My pulse thuds hard and heavy in my neck. “Who is on the other side of that door, Daisy?”
“My stepfather.” I can see the whites of her eyes all the way around her pretty irises, and while I’m sure no girl would like to be compared to a spooked horse, that’s the only frame of reference that I have.
And like any ranch hand who finds himself trapped with an out-of-control animal, I do what I need to do in the moment.
“It’s okay,” I murmur, low and slow. “I’m going to answer the door in a minute. You don’t have to talk to him if you don’t want to.”
“I kinda do, though. It’s his truck I was driving when I found you.”
“When you found me…at the roadhouse?”
“Yes.”
“How did I end up here?” But I remember slices of the night now, enough that I can picture what she fills in.
“I couldn’t leave you there! They were going to kill you!”
“It was a bar fight!” I’ve never been in one that ended in death so far, anyway. I scrub my hands over my face. “You didn’t have permission to drive his truck?”
“Not exactly.”
“So when I open that door, he’s going to think I’m an accessory to a felony.”
She gives me a blank look.
“The car theft, Daisy.”
“Oh.” She worries her bottom lip as the man on the other side of the door bangs his fist again, yelling her name. “You didn’t have anything to do with that. You weren’t even awake.”
“Where are we?”
Now that her panic is settling down, there’s a stubborn little lift to her chin. I won’t go so far as to say I like it when it’s aimed in my direction, but that’s better than freaking out. Her answer, though, doesn’t make me feel any better. “Nevada.”
My voice raises dramatically. “You took me across two state lines?”
“Just barely. Like…boop, and we’re back in Idaho.”

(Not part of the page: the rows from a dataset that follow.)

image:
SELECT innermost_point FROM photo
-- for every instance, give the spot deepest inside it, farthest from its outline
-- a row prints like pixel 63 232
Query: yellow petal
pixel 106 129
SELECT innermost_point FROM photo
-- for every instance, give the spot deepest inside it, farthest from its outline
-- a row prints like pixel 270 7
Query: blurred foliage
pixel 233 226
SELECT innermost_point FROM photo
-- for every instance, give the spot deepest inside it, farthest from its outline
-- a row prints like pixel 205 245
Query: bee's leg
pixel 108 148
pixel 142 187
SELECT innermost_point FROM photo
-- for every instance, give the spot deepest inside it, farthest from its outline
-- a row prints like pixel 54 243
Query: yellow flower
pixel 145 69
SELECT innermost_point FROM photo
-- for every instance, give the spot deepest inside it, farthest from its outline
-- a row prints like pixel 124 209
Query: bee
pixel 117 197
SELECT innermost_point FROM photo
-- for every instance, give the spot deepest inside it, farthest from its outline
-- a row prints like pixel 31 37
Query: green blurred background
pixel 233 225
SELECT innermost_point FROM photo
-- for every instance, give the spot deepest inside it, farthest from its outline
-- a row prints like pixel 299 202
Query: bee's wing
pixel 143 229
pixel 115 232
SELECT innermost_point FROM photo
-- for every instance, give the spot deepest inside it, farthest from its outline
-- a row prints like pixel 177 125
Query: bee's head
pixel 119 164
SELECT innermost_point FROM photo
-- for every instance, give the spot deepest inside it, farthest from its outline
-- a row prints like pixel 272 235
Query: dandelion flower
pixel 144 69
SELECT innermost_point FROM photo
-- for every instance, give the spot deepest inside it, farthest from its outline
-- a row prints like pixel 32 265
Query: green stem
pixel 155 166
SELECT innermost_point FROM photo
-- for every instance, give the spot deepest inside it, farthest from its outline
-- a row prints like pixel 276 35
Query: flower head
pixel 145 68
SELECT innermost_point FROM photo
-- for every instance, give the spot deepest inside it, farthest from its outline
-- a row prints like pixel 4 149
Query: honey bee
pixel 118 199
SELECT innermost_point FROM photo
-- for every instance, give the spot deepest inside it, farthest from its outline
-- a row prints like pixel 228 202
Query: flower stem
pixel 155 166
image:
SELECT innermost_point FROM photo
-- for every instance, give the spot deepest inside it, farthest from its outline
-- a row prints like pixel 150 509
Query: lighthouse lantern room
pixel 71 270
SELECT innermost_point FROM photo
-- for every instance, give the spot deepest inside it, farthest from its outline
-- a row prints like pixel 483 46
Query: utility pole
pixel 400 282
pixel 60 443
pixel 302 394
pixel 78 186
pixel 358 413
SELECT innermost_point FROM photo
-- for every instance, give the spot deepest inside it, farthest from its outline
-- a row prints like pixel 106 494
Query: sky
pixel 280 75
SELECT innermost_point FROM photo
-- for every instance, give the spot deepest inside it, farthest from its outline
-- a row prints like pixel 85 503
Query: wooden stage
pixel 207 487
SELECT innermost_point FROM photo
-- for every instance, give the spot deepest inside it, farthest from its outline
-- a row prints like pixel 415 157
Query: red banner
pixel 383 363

Boop. Jesus Christ. “I was in Wyoming the last I checked!”
“Okay, so? This was our only option. I didn’t know what kind of trouble you were in!”
“ So? You kidnapped me across two state lines and now you’re asking me to be an accessory after the fact to grand theft auto. That’s a pretty big so . And I wasn’t in any trouble before I met you!”
“Didn’t look that way to me. It was two against one and you were already unconscious. But then I remembered a story about the judge here. He’s a sucker for a romantic story. So all of…this…will be a non-issue if we just get married,” she says desperately. The piece of paper shakes in her hand. “Please. I tried to explain it to my mother and that asshole, but they don’t believe me.”
I gape at her. I don’t believe her, either. But her desperation is palpable and real, and she did rescue me from a bar fight I was definitely losing—not that I couldn’t eventually win it, but there were three bear-shaped men and that is a reasonable test of my fighting abilities.
And then the door creaks on its hinges and our time is up.
Taking a big, fortifying breath, I unlock it and let it pop open, revealing a stocky, angry man on the other side.
Behind him is a woman bristling with her own variation of violent rage. She looks like Daisy, albeit with a few decades of bitterness having worn her down.
I immediately don’t trust them.
“Can I help you folks?”
“Who the hell are you?”
Fuck. I sure hope her plan has some substance, because apparently we’re doing this.
“I’m Daisy’s fiancé.” I push to the full extent of my six-foot-five-inches and frown down at them. “Didn’t she tell you?”